Spain Notes, Oct 19: Israel-Gaza tensions, separatist amnesty, Vox xenophobia
1/ The First Minister of Catalonia, Aragonès (Esquerra), did not mince his words in his Senate speech this morning. He was quite clear: “the amnesty is not the end but must be the starting point, a starting point for a journey whose destination is for citizens in Catalonia to vote in a referendum on their political future, to vote on independence”.
2/ A synagogue in the Spanish North African city of Melilla was surrounded or attacked by a mob last night after a pro-Palestinian protest in the city. No one was injured after police intervened.
3/ The First Minister of Melilla, Imbroda (PP), called for calm, saying the city was “an example of coexistence” between Christians, Jews and Muslims, and that inhabitants had worked hard together over the years, with wisdom, to achieve that peace. He asked that external conflicts not now disturb it.
4/ The Israel-Gaza conflict also caused great tension in the Madrid regional assembly this morning, with the First Minister there, Ayuso (PP) railing at Mónica García (Más Madrid), “I am starting to think you are not just in favour of the Palestinian cause but are deeply antisemitic […] I encourage you to get out of the Retiro [park in central Madrid] and travel to the Gaza strip”.
5/ Cameras then caught a very angry Mónica García making insulting gestures back at Ayuso. “You are on the side of shameless genocide”, their spokesman spat back. In a play on words, commentators on the right have taken to calling the party “Hamás Madrid” (instead of just “Más Madrid”).
6/ Sánchez said he had spoken to both the Emir of Qatar and King Abdullah of Jordan about the conflict: officially they are all trying to avoid an escalation and are worried about the need for humitarian aid reaching Gaza.
7/ His unruly Minister for Social Affairs, Belarra (Sumar), continues to press her recalcitrant position on TV and in the media: “History will not forgive Europe for being complicit in the genocide Israel is carrying out against the Palestinian people”, she said, calling for “urgent” action, sanctions and an arms embargo.
8/ After remaining quiet on the issue for most of last week, El País today published two editorials on the situation: in one, the paper thinks the diplomatic situation is now “urgent”, with the international community “against the clock”; and in the other, it writes about the “extreme noise” surrounding the Spanish position and calls the Israeli Embassy’s “overacting” “unacceptable”.

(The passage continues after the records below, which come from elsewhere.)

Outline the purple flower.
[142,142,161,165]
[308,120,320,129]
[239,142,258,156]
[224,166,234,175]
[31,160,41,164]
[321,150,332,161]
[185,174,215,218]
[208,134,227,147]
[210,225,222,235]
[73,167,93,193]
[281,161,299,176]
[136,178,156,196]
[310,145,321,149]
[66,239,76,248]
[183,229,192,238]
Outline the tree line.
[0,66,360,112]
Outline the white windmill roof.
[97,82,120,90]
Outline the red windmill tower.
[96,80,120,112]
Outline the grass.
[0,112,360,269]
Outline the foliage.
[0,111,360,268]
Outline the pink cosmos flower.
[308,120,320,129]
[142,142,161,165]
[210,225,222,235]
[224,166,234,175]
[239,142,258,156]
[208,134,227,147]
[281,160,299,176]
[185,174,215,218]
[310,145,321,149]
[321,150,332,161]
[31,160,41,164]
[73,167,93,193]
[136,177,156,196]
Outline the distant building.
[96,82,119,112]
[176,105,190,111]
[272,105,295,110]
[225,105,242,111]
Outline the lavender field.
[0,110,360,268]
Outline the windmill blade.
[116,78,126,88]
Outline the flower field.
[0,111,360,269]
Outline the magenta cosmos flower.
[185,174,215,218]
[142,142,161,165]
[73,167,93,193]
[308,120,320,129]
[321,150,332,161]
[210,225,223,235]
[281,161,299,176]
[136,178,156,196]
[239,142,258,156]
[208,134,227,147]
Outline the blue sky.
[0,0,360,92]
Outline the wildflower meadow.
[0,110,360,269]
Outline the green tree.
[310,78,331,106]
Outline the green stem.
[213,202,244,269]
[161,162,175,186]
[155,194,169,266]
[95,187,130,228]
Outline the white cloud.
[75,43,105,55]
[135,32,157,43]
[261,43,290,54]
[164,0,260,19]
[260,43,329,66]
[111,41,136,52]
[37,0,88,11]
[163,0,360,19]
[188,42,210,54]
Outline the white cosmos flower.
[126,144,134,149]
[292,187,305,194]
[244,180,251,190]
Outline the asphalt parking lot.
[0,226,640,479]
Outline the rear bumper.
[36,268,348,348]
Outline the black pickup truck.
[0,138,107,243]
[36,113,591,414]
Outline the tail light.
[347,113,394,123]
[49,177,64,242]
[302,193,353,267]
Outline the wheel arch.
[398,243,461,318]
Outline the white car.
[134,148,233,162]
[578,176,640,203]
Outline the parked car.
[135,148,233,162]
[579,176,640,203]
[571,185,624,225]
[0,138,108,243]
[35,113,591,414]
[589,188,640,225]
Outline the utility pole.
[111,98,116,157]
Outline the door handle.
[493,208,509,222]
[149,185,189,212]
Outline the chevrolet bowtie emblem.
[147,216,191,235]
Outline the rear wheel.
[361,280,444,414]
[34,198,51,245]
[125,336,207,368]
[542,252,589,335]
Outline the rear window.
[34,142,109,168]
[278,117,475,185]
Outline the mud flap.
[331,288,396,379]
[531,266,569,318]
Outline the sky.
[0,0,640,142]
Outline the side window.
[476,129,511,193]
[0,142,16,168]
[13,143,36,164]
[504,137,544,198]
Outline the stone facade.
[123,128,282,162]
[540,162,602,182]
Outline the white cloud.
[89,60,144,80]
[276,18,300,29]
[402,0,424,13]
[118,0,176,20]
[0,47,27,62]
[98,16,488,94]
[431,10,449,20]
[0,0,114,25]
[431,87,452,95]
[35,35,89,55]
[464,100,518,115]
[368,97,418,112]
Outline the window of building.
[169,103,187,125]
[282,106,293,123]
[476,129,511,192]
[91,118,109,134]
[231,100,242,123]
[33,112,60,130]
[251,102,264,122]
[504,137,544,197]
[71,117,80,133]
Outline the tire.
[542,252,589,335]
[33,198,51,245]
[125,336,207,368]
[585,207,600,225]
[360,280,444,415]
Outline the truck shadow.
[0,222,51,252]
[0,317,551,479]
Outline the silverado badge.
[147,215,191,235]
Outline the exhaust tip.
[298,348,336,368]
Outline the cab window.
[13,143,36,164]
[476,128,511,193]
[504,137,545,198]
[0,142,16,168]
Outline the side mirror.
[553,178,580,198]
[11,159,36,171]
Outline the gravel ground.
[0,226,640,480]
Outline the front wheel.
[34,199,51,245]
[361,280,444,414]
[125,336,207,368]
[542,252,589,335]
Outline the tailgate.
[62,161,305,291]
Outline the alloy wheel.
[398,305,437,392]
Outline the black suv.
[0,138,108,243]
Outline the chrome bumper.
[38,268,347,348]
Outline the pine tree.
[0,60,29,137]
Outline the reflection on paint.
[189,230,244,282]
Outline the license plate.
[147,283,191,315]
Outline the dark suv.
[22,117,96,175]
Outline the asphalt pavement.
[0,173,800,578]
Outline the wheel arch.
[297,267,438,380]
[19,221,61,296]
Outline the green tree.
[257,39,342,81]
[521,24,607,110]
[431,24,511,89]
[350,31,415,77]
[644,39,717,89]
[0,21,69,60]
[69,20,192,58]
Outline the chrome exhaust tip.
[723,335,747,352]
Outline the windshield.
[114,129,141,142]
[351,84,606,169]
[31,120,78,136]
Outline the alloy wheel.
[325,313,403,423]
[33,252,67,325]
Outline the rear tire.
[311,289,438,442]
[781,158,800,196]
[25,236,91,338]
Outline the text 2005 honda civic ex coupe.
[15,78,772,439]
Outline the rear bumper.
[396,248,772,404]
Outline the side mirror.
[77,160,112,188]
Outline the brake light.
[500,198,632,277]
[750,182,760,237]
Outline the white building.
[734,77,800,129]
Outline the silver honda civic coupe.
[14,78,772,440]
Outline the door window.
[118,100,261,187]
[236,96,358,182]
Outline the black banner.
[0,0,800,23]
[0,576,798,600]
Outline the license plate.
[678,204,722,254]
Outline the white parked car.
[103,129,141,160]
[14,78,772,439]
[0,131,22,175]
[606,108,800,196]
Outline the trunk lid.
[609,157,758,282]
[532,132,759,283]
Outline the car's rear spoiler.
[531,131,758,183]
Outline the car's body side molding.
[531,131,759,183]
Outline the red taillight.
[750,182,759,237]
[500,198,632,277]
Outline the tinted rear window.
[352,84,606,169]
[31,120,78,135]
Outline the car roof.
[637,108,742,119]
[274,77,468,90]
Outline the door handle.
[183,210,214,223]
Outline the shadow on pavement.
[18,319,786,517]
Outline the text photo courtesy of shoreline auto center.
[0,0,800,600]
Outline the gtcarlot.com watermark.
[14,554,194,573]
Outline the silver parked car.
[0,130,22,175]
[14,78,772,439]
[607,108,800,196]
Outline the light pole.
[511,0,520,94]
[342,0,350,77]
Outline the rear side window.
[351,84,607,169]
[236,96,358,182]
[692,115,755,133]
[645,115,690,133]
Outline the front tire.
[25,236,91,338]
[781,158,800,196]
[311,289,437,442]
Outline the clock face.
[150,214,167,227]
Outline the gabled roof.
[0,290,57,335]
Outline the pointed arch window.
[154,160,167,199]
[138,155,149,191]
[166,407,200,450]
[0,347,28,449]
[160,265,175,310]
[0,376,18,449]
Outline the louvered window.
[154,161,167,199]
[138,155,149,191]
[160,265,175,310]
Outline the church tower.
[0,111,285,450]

9/ A user on Spain’s biggest forum, Forocoches, posted a video he recorded on a high-speed train leaving Seville for Madrid on the afternoon of October 13, and it looks like he managed to record poor Prieto in the other train too, the one TVE found with their camera zoom several days later during their programme. This perhaps calls into question some of the official narrative authorities have published over the past week about he ended up there.
10/ Vox has launched a(nother) anti-migrant campaign, with some intense far-right, racist, fearmongering rhetoric, against the “invasion” of Spain and “the avalanche of migrants” on beaches: “Military age males invade our Canary Islands with the complicity of the government, mafias and NGOs, without checking their criminal record, without knowing if they are a danger to national security or not”, they wrote.